第10話 受け入れる者

ストレイは咆哮する。怒りに任せて、自らの出せる力を余すことなく宿主に見せつけていた。白い部屋の壁を突き破った彼の翼はその勢いで、部屋の天井をも破壊する。




『ぱ……ぱ……ミテ……ボク……スゴイ』


 ストレイは、驚いていた。いままでにこんなにも強い思いを感じたことはなかった。だが、同時にストレイは直感する彼こそが自分の寂しさをいやしてくれる存在だと――自分がここにいていい存在だと。




『ぱ……パ……?』


 ストレイは興奮覚めぬまま、暴風を巻き起こして自らの身体から湧き出る力に夢中になっていた。無邪気に与えられたおもちゃで遊ぶ子どものように、しかし、ストレイの目が血反吐を吐いて、壁にもたれかかる僕に向けられる。

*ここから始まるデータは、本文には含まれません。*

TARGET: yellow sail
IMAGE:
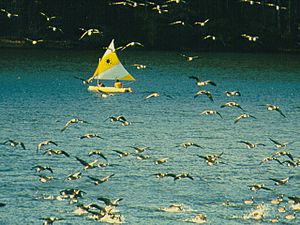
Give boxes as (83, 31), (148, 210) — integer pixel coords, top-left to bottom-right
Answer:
(92, 40), (135, 80)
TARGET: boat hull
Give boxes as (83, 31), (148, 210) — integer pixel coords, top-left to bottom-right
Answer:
(88, 86), (132, 93)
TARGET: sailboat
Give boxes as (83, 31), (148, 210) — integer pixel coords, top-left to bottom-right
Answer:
(88, 39), (135, 93)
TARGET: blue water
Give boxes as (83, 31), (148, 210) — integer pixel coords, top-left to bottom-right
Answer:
(0, 50), (300, 225)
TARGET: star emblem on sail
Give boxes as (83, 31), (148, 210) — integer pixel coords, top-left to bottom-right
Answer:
(89, 39), (135, 81)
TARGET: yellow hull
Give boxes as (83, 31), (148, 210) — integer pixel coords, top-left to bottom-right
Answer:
(88, 86), (132, 93)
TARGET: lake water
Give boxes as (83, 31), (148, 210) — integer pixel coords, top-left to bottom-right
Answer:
(0, 49), (300, 225)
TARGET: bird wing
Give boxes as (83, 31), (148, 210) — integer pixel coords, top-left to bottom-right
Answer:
(276, 109), (286, 117)
(75, 156), (89, 166)
(269, 138), (281, 145)
(79, 31), (88, 40)
(189, 76), (200, 82)
(87, 176), (98, 181)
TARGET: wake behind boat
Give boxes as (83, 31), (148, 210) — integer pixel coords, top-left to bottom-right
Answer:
(88, 39), (135, 93)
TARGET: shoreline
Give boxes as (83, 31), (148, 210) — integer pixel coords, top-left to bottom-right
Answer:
(0, 38), (300, 54)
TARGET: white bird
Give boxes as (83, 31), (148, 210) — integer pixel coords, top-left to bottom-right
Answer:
(25, 38), (44, 45)
(79, 28), (102, 40)
(133, 63), (147, 70)
(203, 34), (216, 41)
(121, 41), (144, 51)
(47, 26), (63, 33)
(145, 92), (160, 99)
(169, 20), (185, 26)
(241, 34), (259, 42)
(180, 54), (199, 62)
(194, 19), (209, 27)
(40, 12), (56, 22)
(0, 9), (19, 19)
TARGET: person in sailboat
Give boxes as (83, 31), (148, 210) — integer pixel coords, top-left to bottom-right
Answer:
(114, 79), (123, 88)
(97, 82), (105, 87)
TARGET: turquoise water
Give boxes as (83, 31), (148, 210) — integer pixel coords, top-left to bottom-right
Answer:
(0, 50), (300, 225)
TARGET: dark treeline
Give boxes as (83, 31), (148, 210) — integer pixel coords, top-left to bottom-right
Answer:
(0, 0), (300, 51)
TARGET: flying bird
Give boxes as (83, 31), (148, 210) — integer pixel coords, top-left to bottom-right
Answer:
(47, 26), (63, 33)
(40, 12), (56, 22)
(169, 20), (185, 26)
(221, 102), (245, 111)
(44, 149), (70, 157)
(234, 113), (256, 124)
(75, 156), (98, 170)
(201, 110), (223, 118)
(180, 54), (199, 62)
(239, 141), (266, 149)
(189, 76), (217, 86)
(225, 91), (241, 97)
(88, 173), (115, 185)
(80, 134), (103, 139)
(121, 41), (144, 51)
(269, 138), (289, 148)
(37, 140), (57, 150)
(266, 104), (286, 117)
(79, 28), (102, 40)
(0, 9), (19, 19)
(194, 90), (214, 102)
(89, 150), (107, 161)
(248, 184), (272, 191)
(31, 165), (53, 173)
(61, 118), (87, 132)
(2, 139), (26, 150)
(194, 19), (209, 27)
(25, 38), (44, 45)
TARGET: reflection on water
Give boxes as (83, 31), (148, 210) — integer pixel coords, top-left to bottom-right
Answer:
(0, 50), (300, 224)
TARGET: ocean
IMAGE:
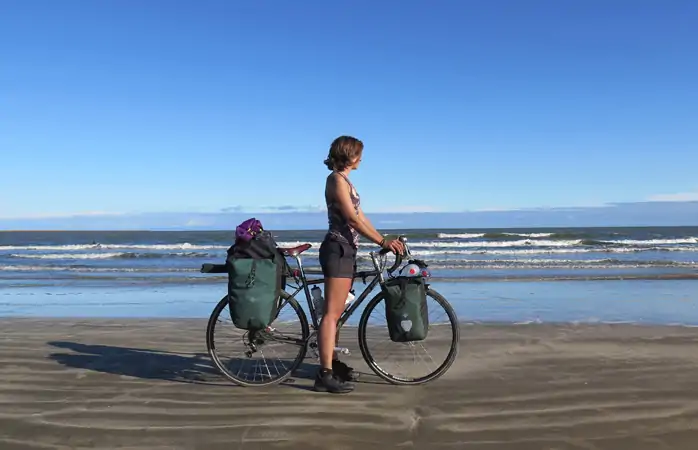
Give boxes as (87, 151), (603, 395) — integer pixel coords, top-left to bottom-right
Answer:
(0, 227), (698, 325)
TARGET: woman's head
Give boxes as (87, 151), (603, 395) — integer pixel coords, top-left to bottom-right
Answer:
(324, 136), (364, 172)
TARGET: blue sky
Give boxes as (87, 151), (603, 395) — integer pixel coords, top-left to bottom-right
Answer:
(0, 0), (698, 226)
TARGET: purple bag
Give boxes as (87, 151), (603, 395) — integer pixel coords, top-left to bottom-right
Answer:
(235, 217), (263, 242)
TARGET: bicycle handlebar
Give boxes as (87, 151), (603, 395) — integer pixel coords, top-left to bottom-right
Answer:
(378, 236), (407, 273)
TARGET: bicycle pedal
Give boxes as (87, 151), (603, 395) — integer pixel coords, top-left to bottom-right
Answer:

 ストレイは、驚いていた。そして、同時に僕の目の前に立つ京の宮先生に敵意を向ける。




『オ……マエ……カ!ヨクモ……パパを』




「ガあー! ガアー!ガあー!」


 ストレイは、京の宮先生に向けて、咆哮する。空気が振動するとともに、京の宮先生の前で、空気が幾重にも半透明の輪っか状の波紋を描きながら収束する。




「なにっ!」


 僕は、京の宮先生に、掴み上げられ、先生は僕を抱えて、即座に横に飛ぶ。




<バチュン>というけたたましい音が響く。僕たちがいた場所には、大きな穴が開いていた。




「超音波、ですか? あなたの『ぱぱ』なる者を殺す気ですか!」




『ぱぱ…………ハ……ナ……セ』




「放すも何も、あなたの攻撃をそのまま避けていたら青葉は木っ端みじんに吹き飛んでいましたよ」




『ウ……ソダ……』




「信じられないなら、彼を見てみなさい。あなたを怖れていることがすぐに分かるはずですよ」


僕とストレイの目が合う。僕は恐怖のあまりすぐに目を背ける。




『ぱ……ぱ? ス……テ…ナ…イデ』


急速に、ストレイの体内から周りに黒い粒子が飛散して、すっと消滅していく。次第にストレイの体積は急速に縮小していく。初めに表れた赤子の姿になっていた。




「切れたか」


地べたに這いつくばりながら、男がつぶやく。




「何が、切れたのです? 礼二くん?」


先生が、オレンジ髪の男に尋ねる。




「切れたんだ。宿主との心のつながりが。そこの先生の教え子ちゃんとな」




「そうですか」


先生は、そう言うと、メスを右手に持ち大きく振りかぶる。僕は、先生の左腕に抱かれながら、にこっと満面の笑みを浮かべている先生を見た。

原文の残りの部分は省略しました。